Consider the following, part two of two lists, to improve your EQ, which will lead to healthier relational and spiritual lives.
1. We can recognize the needs of self and others: Those with emotional maturity can admit when they need help or burn out. We can acknowledge when you need a break and know when to ask your boss for a day off. We give without expecting anything in return. Emotionally mature Christians rise above the give-and-take. 1 Peter 3:8 says, “Finally, all of you, have unity of mind, sympathy, brotherly love, a tender heart, and a humble mind.”
2. We can choose to be emotionally vulnerable: sharing what we think or feel. We can talk about ourselves with others, including problems we face, and ask for help in problem-solving. James 5:16, “Therefore, confess your sins to one another and pray for one another, that you may be healed.”
3. We can choose to nurture others: Emotionally healthy people can share and care for others without expecting something in return. We have empathy, compassion, and support for others. We make suggestions and do not feel rejected if they are not taken. We can express feedback in affirming and supportive ways. Philippians 2:4 says, “Let each of you look not only to his own interests, but also to the interests of others.”
4. We can be honest with lovingkindness: Emotional maturity involves the ability to be clear about what they believe and feel, express anger in positive ways, express either negative or positive feelings, and openly share our disagreements or resentments. Ephesians 4:26, “Be angry and do not sin; do not let the sun go down on your anger.”

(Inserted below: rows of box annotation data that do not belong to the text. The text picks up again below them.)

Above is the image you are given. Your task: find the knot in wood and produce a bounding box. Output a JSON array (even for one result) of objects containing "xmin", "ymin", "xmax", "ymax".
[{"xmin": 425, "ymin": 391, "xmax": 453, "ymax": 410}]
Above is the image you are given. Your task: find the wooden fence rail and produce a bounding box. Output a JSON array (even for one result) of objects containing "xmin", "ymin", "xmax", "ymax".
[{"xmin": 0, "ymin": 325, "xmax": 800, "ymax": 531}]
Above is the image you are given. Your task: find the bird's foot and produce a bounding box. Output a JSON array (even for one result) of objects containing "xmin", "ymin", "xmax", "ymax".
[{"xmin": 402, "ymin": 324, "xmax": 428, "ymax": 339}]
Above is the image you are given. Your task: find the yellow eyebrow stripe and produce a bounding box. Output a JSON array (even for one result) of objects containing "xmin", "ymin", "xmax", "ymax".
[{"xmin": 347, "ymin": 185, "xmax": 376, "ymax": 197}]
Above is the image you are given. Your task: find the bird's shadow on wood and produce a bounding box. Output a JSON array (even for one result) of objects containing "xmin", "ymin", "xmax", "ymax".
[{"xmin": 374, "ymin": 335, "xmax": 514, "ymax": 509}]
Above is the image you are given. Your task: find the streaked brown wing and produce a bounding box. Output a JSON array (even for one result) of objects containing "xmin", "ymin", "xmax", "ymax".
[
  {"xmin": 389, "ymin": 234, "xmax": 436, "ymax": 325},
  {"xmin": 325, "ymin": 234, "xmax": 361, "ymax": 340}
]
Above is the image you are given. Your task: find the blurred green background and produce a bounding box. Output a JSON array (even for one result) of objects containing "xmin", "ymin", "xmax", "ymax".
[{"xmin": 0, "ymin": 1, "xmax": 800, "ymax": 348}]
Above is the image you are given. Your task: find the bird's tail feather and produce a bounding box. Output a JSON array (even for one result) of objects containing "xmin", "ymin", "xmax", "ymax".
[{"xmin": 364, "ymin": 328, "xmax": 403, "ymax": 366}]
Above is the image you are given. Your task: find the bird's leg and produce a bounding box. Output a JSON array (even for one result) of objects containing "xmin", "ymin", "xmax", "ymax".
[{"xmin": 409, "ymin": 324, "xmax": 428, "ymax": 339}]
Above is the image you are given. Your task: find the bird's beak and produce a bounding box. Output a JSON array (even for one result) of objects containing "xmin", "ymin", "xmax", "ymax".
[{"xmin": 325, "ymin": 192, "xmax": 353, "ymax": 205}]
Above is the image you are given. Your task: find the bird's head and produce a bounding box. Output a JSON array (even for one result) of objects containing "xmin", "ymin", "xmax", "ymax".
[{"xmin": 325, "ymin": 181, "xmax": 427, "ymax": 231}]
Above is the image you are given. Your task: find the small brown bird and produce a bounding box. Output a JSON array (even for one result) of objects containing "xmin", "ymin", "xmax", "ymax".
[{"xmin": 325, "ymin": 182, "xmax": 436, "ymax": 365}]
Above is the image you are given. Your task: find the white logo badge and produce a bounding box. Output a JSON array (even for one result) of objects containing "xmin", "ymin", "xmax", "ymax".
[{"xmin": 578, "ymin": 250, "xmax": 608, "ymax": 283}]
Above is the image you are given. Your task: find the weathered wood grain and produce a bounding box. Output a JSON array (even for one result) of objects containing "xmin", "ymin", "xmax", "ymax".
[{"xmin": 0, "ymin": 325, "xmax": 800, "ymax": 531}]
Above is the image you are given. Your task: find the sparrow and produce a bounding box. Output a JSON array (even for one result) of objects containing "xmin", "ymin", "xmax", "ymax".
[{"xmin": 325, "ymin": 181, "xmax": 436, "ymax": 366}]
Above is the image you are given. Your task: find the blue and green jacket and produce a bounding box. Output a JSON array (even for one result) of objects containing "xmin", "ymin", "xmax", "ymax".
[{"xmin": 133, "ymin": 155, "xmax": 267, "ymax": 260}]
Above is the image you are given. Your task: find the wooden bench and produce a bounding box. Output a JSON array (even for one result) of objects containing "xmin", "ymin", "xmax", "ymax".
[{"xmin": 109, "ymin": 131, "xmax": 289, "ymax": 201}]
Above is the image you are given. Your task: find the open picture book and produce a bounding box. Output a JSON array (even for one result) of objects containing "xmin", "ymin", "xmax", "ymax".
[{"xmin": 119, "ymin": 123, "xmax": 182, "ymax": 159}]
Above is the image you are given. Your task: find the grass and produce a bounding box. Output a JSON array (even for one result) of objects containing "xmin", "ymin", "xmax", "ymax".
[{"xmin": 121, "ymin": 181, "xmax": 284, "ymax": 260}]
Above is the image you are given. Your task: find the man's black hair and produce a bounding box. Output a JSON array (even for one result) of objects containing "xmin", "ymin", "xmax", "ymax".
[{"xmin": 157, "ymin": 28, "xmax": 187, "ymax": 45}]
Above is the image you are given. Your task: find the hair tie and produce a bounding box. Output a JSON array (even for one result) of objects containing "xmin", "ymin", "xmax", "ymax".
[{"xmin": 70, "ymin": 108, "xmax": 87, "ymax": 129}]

5. We can play well with others: Emotionally healthy people can find humor in life and laugh easily. We put effort into non-work activities and search for opportunities to play. We feel free to take risks and try new ventures. We exhibit the ability to smell the roses, enjoy a sunset, and engage in celebrations of God’s creation. We are willing to play in non-competitive ways and do not feel guilty because they take time to play. We believe God loves us for who we are, not what we do. Ecclesiastes 3:4 says, “A time to weep, and a time to laugh; a time to mourn, and a time to dance.”
6. We choose to embrace a relational version of Christian living, believing God cares more about who we are than what we do. We know our limitations, and we have moved past trying to save the world. We are patient and hopeful, motivated by love to serve others. But we don’t allow our works for God to outweigh our time with God. Mark 10:42-45, “But whoever would be great among you must be your servant, and whoever would be first among you must be slave of all. For even the Son of Man came not to be served but to serve, and to give his life as a ransom for many.”
This is the day the LORD has made; let us rejoice and be glad in it (Psalm 118:24)!